# 18gr Platinum 950. How to melt!



## ALPHABiT (Jun 5, 2008)

Would like to make ingots of subject...
1200 °C fournace cannot work for sure.
Do you think i can attempt to melt in a little dish with my OXY-PROPANE torch???


----------



## Lou (Jun 5, 2008)

It'll melt fine with an oxypropane torch just make sure you wear some dark shades so that you do not burn your retinas from the intense bright light of 3200F/1700C platinum alloy.

Make sure you melt it in an alumina vessel.


----------



## ALPHABiT (Jun 8, 2008)

Sorry. Lou.
Tested.
It doesnt melt. Just near too, but doesnt.


----------



## Lou (Jun 8, 2008)

Oh yes it does melt. I just melted some Pt last night and Pd also. I used oxypropane too.

I'm not couch speculating my friend, I do this and it works. If it is not melting for you, I suggest you put all of that metal in as compact a crucible as possible. No flux required if you use alumina, the metal will not stick on it. Fused silica/quartz is really pushing it to melt platinum. 

It should take about 1 or 2 minutes to melt with an oxypropane torch with a good size flame. If you start from metal powder/sponge, I just put a little borax on the top of it and heat the crucible from the sides. The borax melts and keeps any of the powder from flying out so when I heat from the top powder just shrinks and shrinks and then heat-sinters into a pellet. Then you can really give it to it good.

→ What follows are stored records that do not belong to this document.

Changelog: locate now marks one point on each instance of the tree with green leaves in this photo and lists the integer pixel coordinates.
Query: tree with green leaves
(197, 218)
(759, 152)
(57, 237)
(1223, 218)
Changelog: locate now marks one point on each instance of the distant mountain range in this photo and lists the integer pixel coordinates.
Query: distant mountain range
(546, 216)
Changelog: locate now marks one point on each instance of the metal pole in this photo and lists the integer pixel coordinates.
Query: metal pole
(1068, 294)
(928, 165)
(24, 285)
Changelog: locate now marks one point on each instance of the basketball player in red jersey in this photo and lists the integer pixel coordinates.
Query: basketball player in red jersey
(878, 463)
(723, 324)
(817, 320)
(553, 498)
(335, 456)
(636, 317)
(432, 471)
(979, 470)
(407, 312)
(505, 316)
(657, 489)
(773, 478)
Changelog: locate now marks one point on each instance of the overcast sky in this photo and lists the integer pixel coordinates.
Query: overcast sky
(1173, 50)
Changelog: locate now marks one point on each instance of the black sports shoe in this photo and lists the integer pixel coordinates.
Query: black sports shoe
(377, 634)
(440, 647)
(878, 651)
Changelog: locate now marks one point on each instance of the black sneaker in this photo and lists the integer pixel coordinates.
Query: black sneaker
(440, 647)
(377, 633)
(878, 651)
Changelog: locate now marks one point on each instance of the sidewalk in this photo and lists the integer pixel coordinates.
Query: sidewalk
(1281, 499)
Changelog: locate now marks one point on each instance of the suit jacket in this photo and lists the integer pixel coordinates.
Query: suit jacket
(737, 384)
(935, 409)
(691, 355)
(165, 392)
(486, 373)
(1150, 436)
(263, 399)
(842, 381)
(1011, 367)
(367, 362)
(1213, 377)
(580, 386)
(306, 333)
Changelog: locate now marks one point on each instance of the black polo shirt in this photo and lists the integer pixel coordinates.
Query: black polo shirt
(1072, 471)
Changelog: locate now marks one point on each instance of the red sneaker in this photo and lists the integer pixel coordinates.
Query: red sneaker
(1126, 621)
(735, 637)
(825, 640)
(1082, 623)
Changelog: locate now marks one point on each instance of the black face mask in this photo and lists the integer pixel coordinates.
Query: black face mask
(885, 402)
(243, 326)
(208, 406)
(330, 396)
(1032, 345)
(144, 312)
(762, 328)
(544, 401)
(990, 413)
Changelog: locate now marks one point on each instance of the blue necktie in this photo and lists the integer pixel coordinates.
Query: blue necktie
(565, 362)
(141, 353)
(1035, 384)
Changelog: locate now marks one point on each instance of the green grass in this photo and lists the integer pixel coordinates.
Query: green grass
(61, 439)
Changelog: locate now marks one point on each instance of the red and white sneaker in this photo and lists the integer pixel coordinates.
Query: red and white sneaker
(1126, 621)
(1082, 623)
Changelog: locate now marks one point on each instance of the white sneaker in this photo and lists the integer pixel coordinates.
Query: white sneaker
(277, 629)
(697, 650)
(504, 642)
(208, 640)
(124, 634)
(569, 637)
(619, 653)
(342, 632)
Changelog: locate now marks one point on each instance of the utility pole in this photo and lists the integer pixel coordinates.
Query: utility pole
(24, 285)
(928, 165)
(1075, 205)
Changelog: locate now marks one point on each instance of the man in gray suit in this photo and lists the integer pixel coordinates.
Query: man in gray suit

Now iridium is a devil to melt!!!


----------



## Noxx (Jun 8, 2008)

Alfa, I think your cupel is absorbing too much heat. Especially if it's graphite. Try to use a different one, or try insulating it.

Just my two cent


----------



## ALPHABiT (Jun 9, 2008)

I use little Fused silica cupels to melt into, not graphite. I hate graphite, but have to use it to cast into.
How to insulate cupels? Uhm... Maybe i can make a "hole" to put into in the refractary stones where i work...
Ussually gold melt after 1 minute of large blu flame with oxy in that cuples.


----------



## Noxx (Jun 9, 2008)

You can insulate them with kaowool (also called insulating blanket lol)
Kaowool is a brand name but they are made from Zirconia Silicate I think.


----------



## Lou (Jun 9, 2008)

No kaowool is made from kaolin clay that has been spun into fibres, hence its name. It is an aluminosilicate and wouldn't be too good for this purpose as it will melt should the flame touch it.

Zirconia would be a good material to insulate your furnace with, except for the price!!

Alpha, my advice is that you give it more heat with a bigger torch!


----------



## ALPHABiT (Jun 9, 2008)

Lou, i'm using a bigger torch than the steve's video one...
In fact i melt gold faster then steve's video!
But i have to use it outdoor, so i think coating it's necessary.


----------